How Snowflake has helped customers in the Software Industry
In this new series of articles, we’re going to be approaching things from a vertical perspective. It helps to narrow things down by industry sometimes, especially since, as a business leader, time is always of the essence. Let’s start with a couple of case studies, beginning with the software industry:
Adobe has both software and data product lines. This use case is about Adobe’s Audience Manager product, which helps customers build unique audience profiles.
The business problem Adobe faced was the need to ingest more than 100TB of data every Friday and perform complex segmentation analysis. They had the weekend to perform a workload that could run for 3.5 days.
The impact this had on their operation was that any failure in the workload meant missed SLAs, which in turn meant customers didn’t get their data in time.
Their solution was the Snowflake pay-for-what-you-use approach, which encourages throwing massive resources at a problem to get the work done as quickly as needed. In Adobe’s case, they now spin up 12 4XL clusters for this ingestion/segmentation workload. That’s more than 1500 8-core servers parallelizing the work. The job now completes in 10 hours, and Adobe spins down the clusters when done.
It’s worth mentioning here that when AWS (Amazon Web Services) moved to per-second billing last fall, so did Snowflake. After the first 60 seconds of use, the cluster is billed at the node-second. So it costs the same to run these 4XLs for 10 hours as it would to run 3XLs for 20 hours, or 2XLs for 40 hours. If you can get your answer in half the time for the same price, why not?
Localytics provides analytics dashboards and a mobile marketing automation stack to its customers. They collect TBs of data every day from instrumented apps on billions of mobile devices (between 3-4 PBs so far).
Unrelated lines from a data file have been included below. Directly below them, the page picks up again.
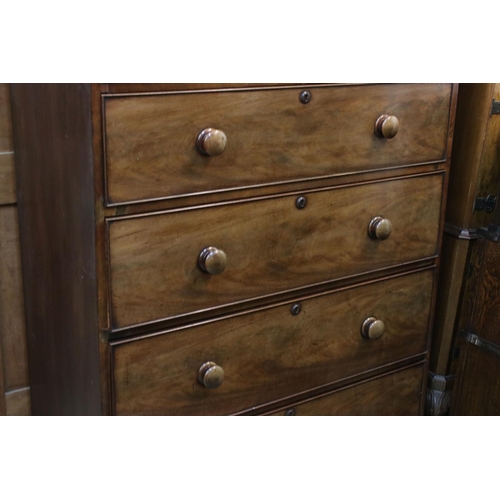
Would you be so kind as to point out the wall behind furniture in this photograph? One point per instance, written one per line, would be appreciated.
(14, 379)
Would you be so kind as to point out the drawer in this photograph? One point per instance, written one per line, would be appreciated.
(271, 246)
(396, 394)
(151, 141)
(273, 352)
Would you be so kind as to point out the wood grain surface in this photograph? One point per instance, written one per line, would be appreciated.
(454, 255)
(396, 394)
(150, 141)
(5, 119)
(7, 179)
(271, 246)
(18, 403)
(12, 319)
(488, 180)
(54, 173)
(270, 354)
(473, 110)
(478, 383)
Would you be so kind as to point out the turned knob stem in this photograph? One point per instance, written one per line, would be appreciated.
(211, 142)
(212, 260)
(379, 228)
(372, 328)
(210, 375)
(386, 126)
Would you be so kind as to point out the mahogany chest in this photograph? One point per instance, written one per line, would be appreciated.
(212, 249)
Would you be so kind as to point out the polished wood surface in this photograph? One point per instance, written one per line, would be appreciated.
(12, 323)
(454, 255)
(478, 384)
(272, 353)
(2, 386)
(169, 87)
(271, 246)
(473, 111)
(271, 137)
(54, 174)
(18, 403)
(396, 394)
(489, 172)
(7, 179)
(5, 119)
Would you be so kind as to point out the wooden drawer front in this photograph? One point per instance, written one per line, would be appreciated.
(271, 353)
(150, 141)
(397, 394)
(271, 246)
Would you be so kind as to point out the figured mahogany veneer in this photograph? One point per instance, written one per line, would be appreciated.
(151, 141)
(272, 353)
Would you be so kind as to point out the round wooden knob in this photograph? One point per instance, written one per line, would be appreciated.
(211, 142)
(372, 328)
(379, 228)
(387, 126)
(212, 260)
(210, 375)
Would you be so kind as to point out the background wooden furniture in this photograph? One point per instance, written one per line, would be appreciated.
(127, 310)
(14, 382)
(472, 198)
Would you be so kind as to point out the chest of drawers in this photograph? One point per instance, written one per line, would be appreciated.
(230, 249)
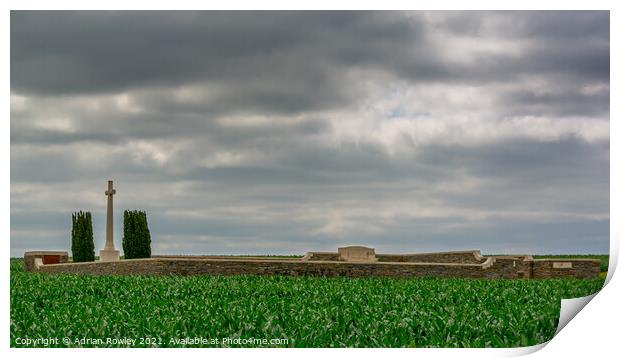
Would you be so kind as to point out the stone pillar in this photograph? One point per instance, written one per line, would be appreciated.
(109, 253)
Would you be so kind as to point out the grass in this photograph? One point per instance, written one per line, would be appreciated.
(306, 311)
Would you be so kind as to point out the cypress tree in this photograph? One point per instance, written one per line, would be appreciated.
(136, 235)
(82, 243)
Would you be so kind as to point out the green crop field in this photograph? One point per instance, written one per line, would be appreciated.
(300, 311)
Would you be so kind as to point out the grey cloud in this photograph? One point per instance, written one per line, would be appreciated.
(263, 132)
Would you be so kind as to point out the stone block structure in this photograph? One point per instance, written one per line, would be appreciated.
(45, 258)
(353, 261)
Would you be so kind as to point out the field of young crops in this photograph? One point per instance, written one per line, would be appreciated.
(301, 311)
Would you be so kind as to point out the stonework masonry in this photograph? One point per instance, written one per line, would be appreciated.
(45, 257)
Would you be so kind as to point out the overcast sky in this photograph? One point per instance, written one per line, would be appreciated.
(284, 132)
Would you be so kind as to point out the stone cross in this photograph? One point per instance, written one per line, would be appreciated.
(109, 253)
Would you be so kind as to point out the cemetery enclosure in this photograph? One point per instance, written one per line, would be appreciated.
(358, 262)
(308, 311)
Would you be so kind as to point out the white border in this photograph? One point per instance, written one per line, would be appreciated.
(590, 332)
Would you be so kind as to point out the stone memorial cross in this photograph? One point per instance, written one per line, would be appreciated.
(109, 253)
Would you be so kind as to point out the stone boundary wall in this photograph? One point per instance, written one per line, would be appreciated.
(585, 268)
(492, 268)
(322, 256)
(468, 257)
(31, 256)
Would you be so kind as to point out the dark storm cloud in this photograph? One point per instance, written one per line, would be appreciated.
(280, 132)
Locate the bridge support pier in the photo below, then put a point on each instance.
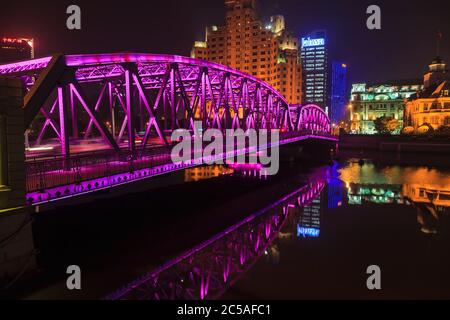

Their incumbent technology was difficult to scale. It was taking 3 months to prepare for and execute each resize – that’s 25% of each year spent preparing for next year. And, ultimately, that technology would not be able to scale to match the expected data growth.
Localytics has complex workloads, with n-way JOINs, deeply nested subqueries, analytic window queries, and they had tight SLAs:
• Data freshly ingested from a device needed to be analyzable within 1-2 minutes.
• 95% of synchronous queries needed to return in 2 seconds.
• 95% of asynchronous queries needed to return in small number of 10s of seconds.
Now for the impact: Slow dashboards and other missed SLAs led to unhappy customers, which created more work for the Customer Service team!
With Snowflake, the solution was easy:
• Eliminate workload contention by moving to separate compute clusters the dashboards, Machine Learning, Customer Service, and Customer Success workloads.
• Dynamically scale individual WHs up and down to match workload changes throughout the day.
• Achieve the required query performance by using CLUSTER BY() to ensure optimal file pruning during query planning.
Localytics’ customers are happy, the team makes their SLAs and have been able to expand their offering.